Ya no podemos decir tan alegremente que todos los días tenemos un encuentro sexual. No vale la pena engañarnos a nosotros mismos y a los que podríamos contarles una historieta, tampoco se lo creerían. Con estos años tener un encuentro sexual diario y satisfactorio, ya es para entrar en el Guinnes. No es porque se nos haya olvidado hacer el amor, es simple y llanamente porque con los años hemos ido incorporando a la geografía de nuestros cuerpos cierta pereza, ciertos cambios que alguna vez consiguen que no nos reconozcamos ante el espejo, mientras el deseo o la pasión se toman años sabáticos.
Se dan algunos casos como el que nos cuenta E. T., de 63 años, sobre una cena fortuita con un amigo al que había dejado de ver durante mucho tiempo. Él, había sido un viejo amante virtual —justo cuando los dos eran jóvenes— porque toda su relación se había caracterizado por un enamoramiento sin consumación.

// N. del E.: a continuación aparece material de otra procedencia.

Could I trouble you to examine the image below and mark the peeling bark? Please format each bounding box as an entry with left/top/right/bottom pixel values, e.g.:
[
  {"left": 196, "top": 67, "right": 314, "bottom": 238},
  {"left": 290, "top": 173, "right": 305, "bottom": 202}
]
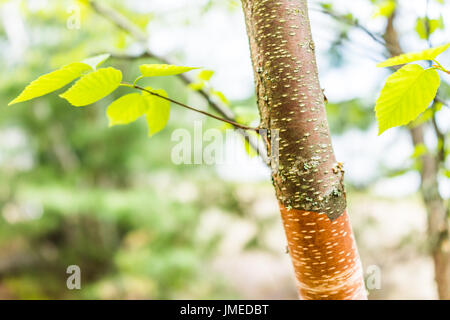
[{"left": 242, "top": 0, "right": 366, "bottom": 299}]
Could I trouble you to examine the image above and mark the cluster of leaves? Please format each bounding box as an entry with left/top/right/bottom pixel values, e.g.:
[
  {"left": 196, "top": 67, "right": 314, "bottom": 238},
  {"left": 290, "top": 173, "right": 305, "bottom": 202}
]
[
  {"left": 375, "top": 43, "right": 450, "bottom": 134},
  {"left": 9, "top": 54, "right": 197, "bottom": 136}
]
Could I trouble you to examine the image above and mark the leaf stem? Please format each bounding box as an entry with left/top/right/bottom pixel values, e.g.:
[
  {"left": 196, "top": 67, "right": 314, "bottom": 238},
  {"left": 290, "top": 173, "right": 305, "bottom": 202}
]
[{"left": 120, "top": 83, "right": 259, "bottom": 133}]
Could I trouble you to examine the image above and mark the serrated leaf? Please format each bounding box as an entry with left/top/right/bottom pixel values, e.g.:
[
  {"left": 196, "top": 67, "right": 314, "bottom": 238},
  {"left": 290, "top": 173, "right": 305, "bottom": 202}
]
[
  {"left": 377, "top": 43, "right": 450, "bottom": 68},
  {"left": 60, "top": 67, "right": 122, "bottom": 107},
  {"left": 106, "top": 93, "right": 148, "bottom": 126},
  {"left": 8, "top": 62, "right": 91, "bottom": 105},
  {"left": 375, "top": 64, "right": 441, "bottom": 134},
  {"left": 143, "top": 87, "right": 170, "bottom": 137},
  {"left": 82, "top": 53, "right": 111, "bottom": 70},
  {"left": 139, "top": 64, "right": 198, "bottom": 77}
]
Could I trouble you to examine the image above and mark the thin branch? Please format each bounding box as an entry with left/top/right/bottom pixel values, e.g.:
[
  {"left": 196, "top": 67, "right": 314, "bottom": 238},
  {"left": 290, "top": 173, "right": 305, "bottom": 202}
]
[
  {"left": 121, "top": 83, "right": 259, "bottom": 132},
  {"left": 89, "top": 0, "right": 268, "bottom": 164},
  {"left": 312, "top": 8, "right": 450, "bottom": 107}
]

Hete ahí que, justo cuando inicia la aventura de vivir lo que se le avecina y cada vez más cerca de una jubilación anunciada, se tropieza con aquél a quien nunca esperó volver a encontrar:
—La química funcionó, vaya si funcionó. Como si nos hubiéramos despedido la noche anterior y tiráramos del hilo que dejamos suspendido y en volandas. De hecho habíamos sido unos grandes parlanchines y, en ese momento, esa facilidad de palabra se había elevado al cubo. Una anécdota nos llevó a otra y todas ellas a una cena sin velas, y sin velones, por suerte para los dos.
—Y tan por suerte…
—Las horas pasaron sin darnos cuenta. Tampoco observamos cómo se vaciaba el restaurante; menos aún cómo desaparecían los platos, los vasos, el cenicero… Sólo les faltaba quitar el mantel para que pagáramos y nos fuéramos. Tanta sutileza no habría bastado de no ser porque pusieron la factura delante de nuestras narices con un golpecito para sacarnos del ensimismamiento.
—Desde luego fue fuerte el encuentro.
—Pagamos, dejamos una buena propina y salimos a la calle sin perder comba de la conversación. Él me llevó a casa. Y en el coche seguimos hablando hasta que pasamos a los prolegómenos algo torpones. Como un rayo me vino a la memoria lo fácil que resultaba «enrollarse en un Seat 600» cuando tenía veintitantos años.
—Se clavaba todo.
—Y tanto. Así que no me quedó otra que invitarle a subir. Me apetecía.
—Buena decisión o por lo menos más cómoda.
—Según como se mire porque allí sobrevino el principio del fin. Estábamos tan excitados que pasamos directamente a la acción. Pero de repente, se acabó el rollo de la película y un «FIN» gigantesco apareció en la pantalla.
—¿Qué ocurrió?
—Ni más ni menos que mi amante virtual lo siguió siendo.
—¿Sin más?
—Por más. Se paró en seco porque no acertó a entender por qué no oía su propio corazón: ¡había perdido el audífono!
—¿En plena motivación?
—Se dirá así ahora. Si alguien nos ve a cuatro piernas y cuatro manos a la búsqueda del santo Grial, les da un ataque de risa. A pesar de nuestro caricaturesco momento no lo encontramos entre las sábanas arrugadas y sin mancillar; nos acuclillamos en el suelo, y no lo hallamos; nos pusimos la ropa de mala manera y seguimos rastreando por el cuarto de baño, al que no nos habíamos acercado; por el pasillo, la otra habitación… Y no apareció. Ante tal tesitura, mi amante virtual decidió marcharse por si estaba en el coche. Me despedí porque, le dije, todavía tenía que hacerme la cama. No volví a saber de él. No me llamó. Yo tampoco.